As part of their Covenant with God, the Jewish people as a nation is promised material wealth and prosperity for obedience and is threatened with various punishments (including exile) for disobedience. This is emphasised in great detail in the Blessings and Curses passages in the Bible.
Promises of rewards for observing individual commandments are generally found in connection with positive precepts which call for the exercise of benevolence and charity. These rewards are described in terms of long life and material blessing. “Honour your father and your mother; that your days may be long upon the land which the Lord your God gives you”.

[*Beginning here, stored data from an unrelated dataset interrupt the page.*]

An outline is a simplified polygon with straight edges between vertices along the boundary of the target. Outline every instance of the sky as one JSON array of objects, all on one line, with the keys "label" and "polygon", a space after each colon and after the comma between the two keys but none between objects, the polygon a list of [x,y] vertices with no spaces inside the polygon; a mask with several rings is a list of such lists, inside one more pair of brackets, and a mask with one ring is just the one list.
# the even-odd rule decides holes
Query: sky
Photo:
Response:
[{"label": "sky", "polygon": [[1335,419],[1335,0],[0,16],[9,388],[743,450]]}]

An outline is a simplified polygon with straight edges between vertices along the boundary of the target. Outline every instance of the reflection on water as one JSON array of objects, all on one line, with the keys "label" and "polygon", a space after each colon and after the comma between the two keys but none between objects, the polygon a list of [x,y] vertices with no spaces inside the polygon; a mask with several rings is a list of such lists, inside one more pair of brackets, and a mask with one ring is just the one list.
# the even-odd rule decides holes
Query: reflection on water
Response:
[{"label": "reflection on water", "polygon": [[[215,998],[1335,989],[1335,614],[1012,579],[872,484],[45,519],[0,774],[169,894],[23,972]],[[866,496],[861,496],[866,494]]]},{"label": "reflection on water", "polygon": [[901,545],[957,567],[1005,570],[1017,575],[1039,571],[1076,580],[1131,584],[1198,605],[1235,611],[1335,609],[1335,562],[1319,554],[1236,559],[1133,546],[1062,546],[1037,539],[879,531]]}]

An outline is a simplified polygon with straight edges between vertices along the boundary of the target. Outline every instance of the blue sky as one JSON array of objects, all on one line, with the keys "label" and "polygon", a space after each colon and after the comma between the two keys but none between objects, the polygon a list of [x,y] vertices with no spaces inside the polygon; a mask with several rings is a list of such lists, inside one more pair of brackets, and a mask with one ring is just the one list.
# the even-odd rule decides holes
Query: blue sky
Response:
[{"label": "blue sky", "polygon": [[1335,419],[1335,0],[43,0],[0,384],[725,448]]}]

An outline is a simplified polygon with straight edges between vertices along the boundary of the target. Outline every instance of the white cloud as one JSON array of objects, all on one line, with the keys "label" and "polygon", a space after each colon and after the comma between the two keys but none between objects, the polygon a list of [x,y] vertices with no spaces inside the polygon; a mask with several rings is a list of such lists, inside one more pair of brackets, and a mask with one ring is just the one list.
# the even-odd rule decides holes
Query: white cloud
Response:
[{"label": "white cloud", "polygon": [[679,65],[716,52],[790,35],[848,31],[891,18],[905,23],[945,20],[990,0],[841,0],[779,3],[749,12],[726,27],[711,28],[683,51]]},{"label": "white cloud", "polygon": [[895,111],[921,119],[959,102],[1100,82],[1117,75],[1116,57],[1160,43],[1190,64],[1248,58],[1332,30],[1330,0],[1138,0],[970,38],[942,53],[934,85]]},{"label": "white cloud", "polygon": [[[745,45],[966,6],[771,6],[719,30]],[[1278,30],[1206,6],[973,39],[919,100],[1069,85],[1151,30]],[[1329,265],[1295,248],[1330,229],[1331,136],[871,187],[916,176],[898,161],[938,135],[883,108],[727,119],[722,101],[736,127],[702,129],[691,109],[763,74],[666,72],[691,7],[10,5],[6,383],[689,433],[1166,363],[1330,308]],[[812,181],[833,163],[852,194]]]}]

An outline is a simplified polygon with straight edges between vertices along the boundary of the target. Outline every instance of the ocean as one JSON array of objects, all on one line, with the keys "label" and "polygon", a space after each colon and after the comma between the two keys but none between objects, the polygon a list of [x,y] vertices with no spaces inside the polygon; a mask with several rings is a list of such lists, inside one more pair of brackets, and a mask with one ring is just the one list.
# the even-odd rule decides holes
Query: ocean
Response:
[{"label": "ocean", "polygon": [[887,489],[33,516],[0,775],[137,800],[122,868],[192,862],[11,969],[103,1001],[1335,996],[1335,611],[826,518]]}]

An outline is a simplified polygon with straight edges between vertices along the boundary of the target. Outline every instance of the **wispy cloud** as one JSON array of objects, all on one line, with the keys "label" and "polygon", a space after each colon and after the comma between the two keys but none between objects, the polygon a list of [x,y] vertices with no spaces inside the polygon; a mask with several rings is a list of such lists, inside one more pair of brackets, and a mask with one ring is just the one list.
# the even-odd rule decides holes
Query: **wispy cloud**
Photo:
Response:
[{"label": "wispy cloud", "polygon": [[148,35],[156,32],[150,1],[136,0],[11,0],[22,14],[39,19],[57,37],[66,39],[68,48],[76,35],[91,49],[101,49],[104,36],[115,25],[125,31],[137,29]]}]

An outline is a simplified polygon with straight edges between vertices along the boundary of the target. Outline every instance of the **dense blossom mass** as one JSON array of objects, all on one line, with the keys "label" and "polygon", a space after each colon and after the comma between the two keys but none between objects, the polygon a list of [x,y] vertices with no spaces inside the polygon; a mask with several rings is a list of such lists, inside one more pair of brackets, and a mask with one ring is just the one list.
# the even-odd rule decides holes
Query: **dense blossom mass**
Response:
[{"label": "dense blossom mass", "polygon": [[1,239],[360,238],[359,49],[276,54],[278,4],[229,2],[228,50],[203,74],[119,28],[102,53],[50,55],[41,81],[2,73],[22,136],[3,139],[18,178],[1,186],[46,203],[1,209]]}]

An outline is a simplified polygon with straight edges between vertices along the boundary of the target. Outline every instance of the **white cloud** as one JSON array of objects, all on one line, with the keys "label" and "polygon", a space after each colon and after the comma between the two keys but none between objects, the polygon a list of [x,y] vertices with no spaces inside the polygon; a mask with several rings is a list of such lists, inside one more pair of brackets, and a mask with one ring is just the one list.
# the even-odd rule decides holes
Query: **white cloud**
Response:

Already the books of the Prophets and the Wisdom Literature contain critical reflections upon the principle of Reward and Punishment. Jeremiah asks, “Why does the way of the wicked prosper?” and Habakkuk says, “How long O Lord shall I cry out and You not listen, shall I shout to You ‘Violence’ and You not save?...therefore the law fails and justice never emerges...For the wicked do beset the righteous, therefore judgement emerges perverted”. The problem is raised in Ecclesiastes and Psalms, and receives its most comprehensive and dramatic treatment in the Book of Job. This problem, called “the odicy” (justifying the acts of God), surfaces when experience is seen to conflict with what man expects on the basis of the principle of Divine Reward and Punishment. If the righteous suffer instead of receiving reward, the moral sense is outraged, as happens also if the wicked go unpunished and are free to oppress the innocent. The prosperity of the wicked offends. One biblical response is to say that the success of the wicked is only temporary. “When the wicked spring up as grass and when all the workers of iniquity do flourish, it is that they may be destroyed forever”.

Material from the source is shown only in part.